The world’s other great collection of Bhutanese textiles, including the mid-19th-century throne cover of Bhutan‘s first king, is still in private hands-and for sale. The collection is owned by Marko Bartholomew, a Laos-based American who worked in Nepal in the 1970s as a silver jewelry maker. He built his collection by scavenging in markets in Nepal and northern India and trading hunting knives and cowboy hats for the textiles.

When Bhutan started to issue visas to foreigners in the 1980s, he quickly moved in to buy textiles directly from former royal servants who had been given pieces as “hand-me-downs.”

In the 2001 article Mr. Bartholomew was quoted as saying: “I was taking it right out from under their noses, out of the family coffers. I got the most important pieces in Bhutan‘s history by trading with their servants.”

For some years, however, Mr.

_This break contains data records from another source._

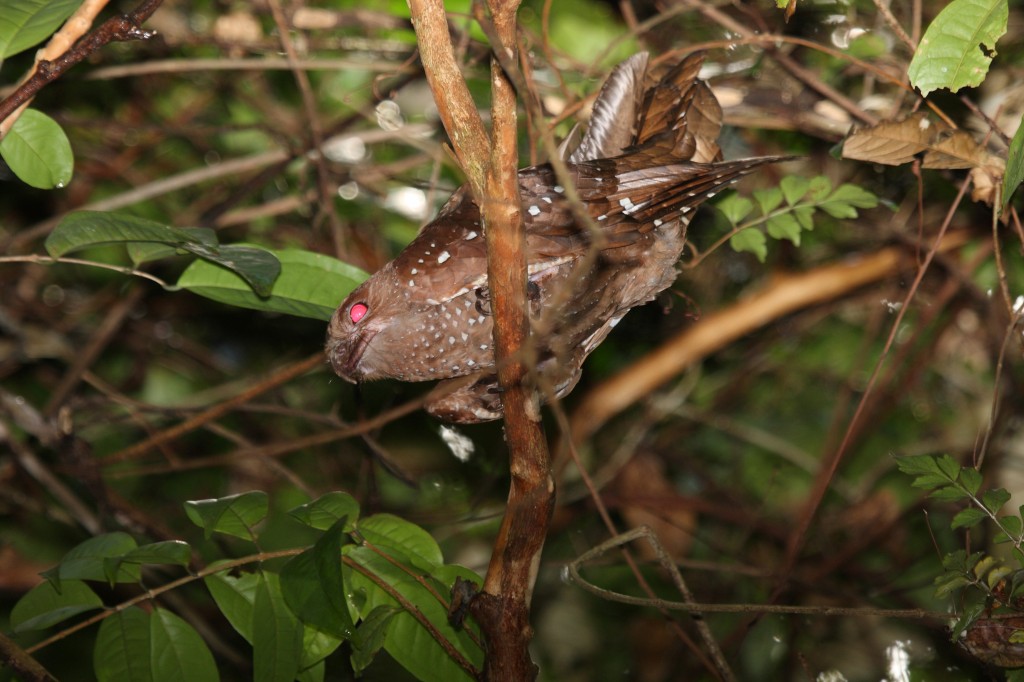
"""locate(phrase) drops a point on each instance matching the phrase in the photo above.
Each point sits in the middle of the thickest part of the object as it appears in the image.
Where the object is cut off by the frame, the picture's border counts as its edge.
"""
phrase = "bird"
(649, 157)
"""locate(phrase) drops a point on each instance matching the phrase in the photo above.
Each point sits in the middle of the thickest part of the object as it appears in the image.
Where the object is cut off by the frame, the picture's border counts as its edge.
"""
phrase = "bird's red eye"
(356, 312)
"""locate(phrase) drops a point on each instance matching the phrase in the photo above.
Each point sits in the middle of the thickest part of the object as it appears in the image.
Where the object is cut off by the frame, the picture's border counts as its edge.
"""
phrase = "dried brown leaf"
(892, 142)
(955, 148)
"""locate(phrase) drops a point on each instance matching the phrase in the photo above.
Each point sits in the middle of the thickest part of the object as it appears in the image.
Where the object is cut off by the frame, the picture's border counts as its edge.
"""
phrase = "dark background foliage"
(722, 460)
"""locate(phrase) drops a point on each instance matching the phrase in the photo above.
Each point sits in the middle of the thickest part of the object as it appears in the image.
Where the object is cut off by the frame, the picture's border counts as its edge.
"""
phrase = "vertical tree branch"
(502, 608)
(455, 104)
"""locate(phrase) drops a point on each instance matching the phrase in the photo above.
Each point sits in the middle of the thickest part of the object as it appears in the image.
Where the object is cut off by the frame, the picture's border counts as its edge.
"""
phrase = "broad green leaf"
(235, 597)
(397, 534)
(407, 640)
(958, 45)
(258, 268)
(177, 652)
(735, 208)
(971, 479)
(987, 563)
(996, 574)
(143, 252)
(312, 585)
(323, 512)
(136, 646)
(86, 228)
(255, 268)
(122, 651)
(784, 226)
(235, 515)
(944, 585)
(805, 216)
(1014, 174)
(768, 200)
(87, 561)
(967, 518)
(918, 464)
(751, 241)
(948, 466)
(172, 552)
(820, 187)
(373, 632)
(1013, 525)
(994, 499)
(26, 23)
(854, 196)
(949, 494)
(794, 187)
(37, 150)
(310, 285)
(43, 606)
(276, 634)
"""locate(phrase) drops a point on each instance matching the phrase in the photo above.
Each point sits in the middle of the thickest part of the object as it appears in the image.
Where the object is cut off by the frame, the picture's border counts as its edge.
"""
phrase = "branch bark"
(502, 608)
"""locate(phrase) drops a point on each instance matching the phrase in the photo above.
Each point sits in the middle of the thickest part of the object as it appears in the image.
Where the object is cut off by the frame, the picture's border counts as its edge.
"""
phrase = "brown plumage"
(648, 159)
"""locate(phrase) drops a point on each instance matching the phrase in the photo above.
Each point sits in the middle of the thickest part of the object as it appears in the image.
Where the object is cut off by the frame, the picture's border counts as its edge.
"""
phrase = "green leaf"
(43, 606)
(387, 530)
(143, 252)
(310, 285)
(918, 464)
(235, 597)
(26, 23)
(768, 200)
(949, 494)
(123, 647)
(996, 574)
(1014, 174)
(37, 151)
(169, 552)
(994, 499)
(1012, 524)
(751, 241)
(177, 650)
(323, 512)
(958, 45)
(784, 226)
(971, 479)
(967, 518)
(820, 187)
(945, 585)
(735, 208)
(805, 216)
(313, 588)
(407, 640)
(255, 268)
(137, 646)
(87, 228)
(373, 632)
(87, 561)
(948, 466)
(233, 515)
(794, 187)
(276, 634)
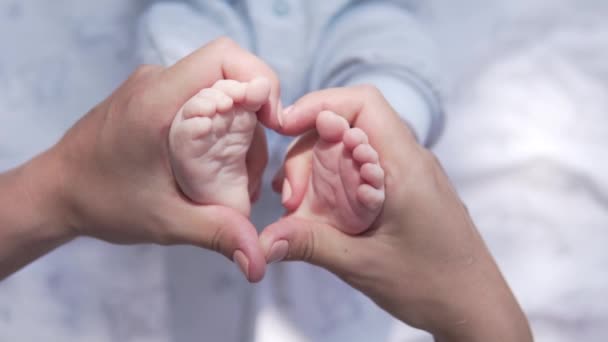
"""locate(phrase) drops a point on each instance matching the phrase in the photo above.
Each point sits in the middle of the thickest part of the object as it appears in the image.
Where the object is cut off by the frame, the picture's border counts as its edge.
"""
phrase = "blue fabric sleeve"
(383, 43)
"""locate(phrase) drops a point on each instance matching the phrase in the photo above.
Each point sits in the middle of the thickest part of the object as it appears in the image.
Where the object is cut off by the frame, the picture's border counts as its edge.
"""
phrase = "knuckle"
(146, 69)
(223, 43)
(370, 91)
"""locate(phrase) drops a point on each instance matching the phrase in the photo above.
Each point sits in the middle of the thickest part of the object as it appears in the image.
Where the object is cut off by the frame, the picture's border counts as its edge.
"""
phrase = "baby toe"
(370, 197)
(330, 126)
(223, 102)
(373, 174)
(198, 106)
(364, 153)
(354, 137)
(233, 89)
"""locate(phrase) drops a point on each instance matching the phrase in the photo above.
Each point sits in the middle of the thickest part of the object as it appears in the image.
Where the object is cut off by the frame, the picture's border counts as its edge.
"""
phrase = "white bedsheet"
(526, 144)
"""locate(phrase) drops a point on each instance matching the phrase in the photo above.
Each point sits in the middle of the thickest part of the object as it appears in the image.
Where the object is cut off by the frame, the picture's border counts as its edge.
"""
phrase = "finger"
(220, 59)
(297, 171)
(361, 106)
(256, 159)
(277, 180)
(296, 239)
(220, 229)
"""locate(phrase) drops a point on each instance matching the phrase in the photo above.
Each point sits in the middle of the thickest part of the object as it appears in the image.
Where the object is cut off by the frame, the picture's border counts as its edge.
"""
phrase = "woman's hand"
(110, 177)
(423, 260)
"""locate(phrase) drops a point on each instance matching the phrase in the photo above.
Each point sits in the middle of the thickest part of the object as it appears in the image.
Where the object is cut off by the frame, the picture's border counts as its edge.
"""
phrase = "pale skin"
(423, 260)
(110, 177)
(210, 137)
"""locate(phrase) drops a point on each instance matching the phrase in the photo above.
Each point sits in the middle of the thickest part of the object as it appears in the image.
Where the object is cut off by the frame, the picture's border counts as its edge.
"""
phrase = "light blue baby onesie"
(312, 45)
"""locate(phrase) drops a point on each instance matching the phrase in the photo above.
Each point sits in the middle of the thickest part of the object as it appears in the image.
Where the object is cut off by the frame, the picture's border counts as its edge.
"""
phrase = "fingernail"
(280, 113)
(286, 193)
(288, 110)
(256, 194)
(241, 260)
(278, 252)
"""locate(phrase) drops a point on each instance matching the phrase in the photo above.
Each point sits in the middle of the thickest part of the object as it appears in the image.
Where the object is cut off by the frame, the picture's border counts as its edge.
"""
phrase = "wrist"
(42, 182)
(478, 305)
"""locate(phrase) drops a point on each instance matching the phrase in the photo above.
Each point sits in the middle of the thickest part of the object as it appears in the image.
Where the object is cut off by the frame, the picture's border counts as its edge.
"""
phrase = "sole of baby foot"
(209, 140)
(346, 187)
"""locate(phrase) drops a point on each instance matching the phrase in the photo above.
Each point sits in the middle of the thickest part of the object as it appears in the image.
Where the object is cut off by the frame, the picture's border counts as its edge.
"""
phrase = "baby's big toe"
(331, 126)
(373, 174)
(372, 198)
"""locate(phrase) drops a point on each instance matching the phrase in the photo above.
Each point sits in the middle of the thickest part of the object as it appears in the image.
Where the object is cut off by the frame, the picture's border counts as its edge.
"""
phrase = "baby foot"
(346, 187)
(209, 140)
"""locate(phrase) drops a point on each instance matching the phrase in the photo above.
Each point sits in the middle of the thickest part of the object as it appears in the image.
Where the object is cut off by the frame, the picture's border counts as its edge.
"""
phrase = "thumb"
(293, 238)
(223, 230)
(295, 172)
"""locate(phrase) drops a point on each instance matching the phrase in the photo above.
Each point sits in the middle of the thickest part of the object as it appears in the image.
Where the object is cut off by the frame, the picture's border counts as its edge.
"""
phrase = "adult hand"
(423, 261)
(110, 177)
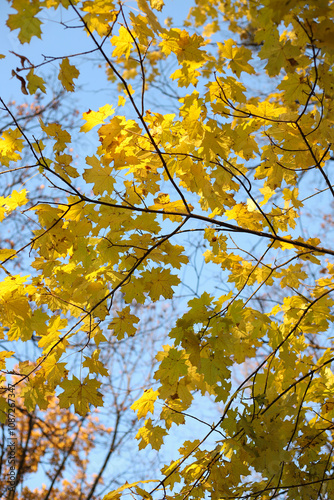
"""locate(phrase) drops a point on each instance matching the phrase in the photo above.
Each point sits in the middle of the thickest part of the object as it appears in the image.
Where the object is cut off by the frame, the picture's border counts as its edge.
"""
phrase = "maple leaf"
(152, 435)
(81, 394)
(25, 20)
(145, 403)
(67, 74)
(124, 324)
(162, 282)
(94, 365)
(99, 175)
(238, 56)
(35, 82)
(123, 43)
(94, 118)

Bartholomew has been trying to offload his 300-piece collection, which he says is worth $2 million-to either one buyer, or to more than one by splitting up the collection. Over the years, he has negotiated with the Bhutanese government, but the sides have not been able to come to an agreement. He recently wrote to Mr. Paulsen suggesting the philanthropist buy the collection. “I could only assume that there had been some difficulty in contacting me, since, in all honesty, my collection is acknowledged by all those in the know to be the most distinctive, unique, and indeed priceless in the world, literally dwarfing all other collections in existence,” Mr. Bartholomew said in the letter.

The eclectic Mr. Paulsen however, may have moved on to other philanthropic pursuits. Mr. Bartholomew is still waiting for a reply to his letter.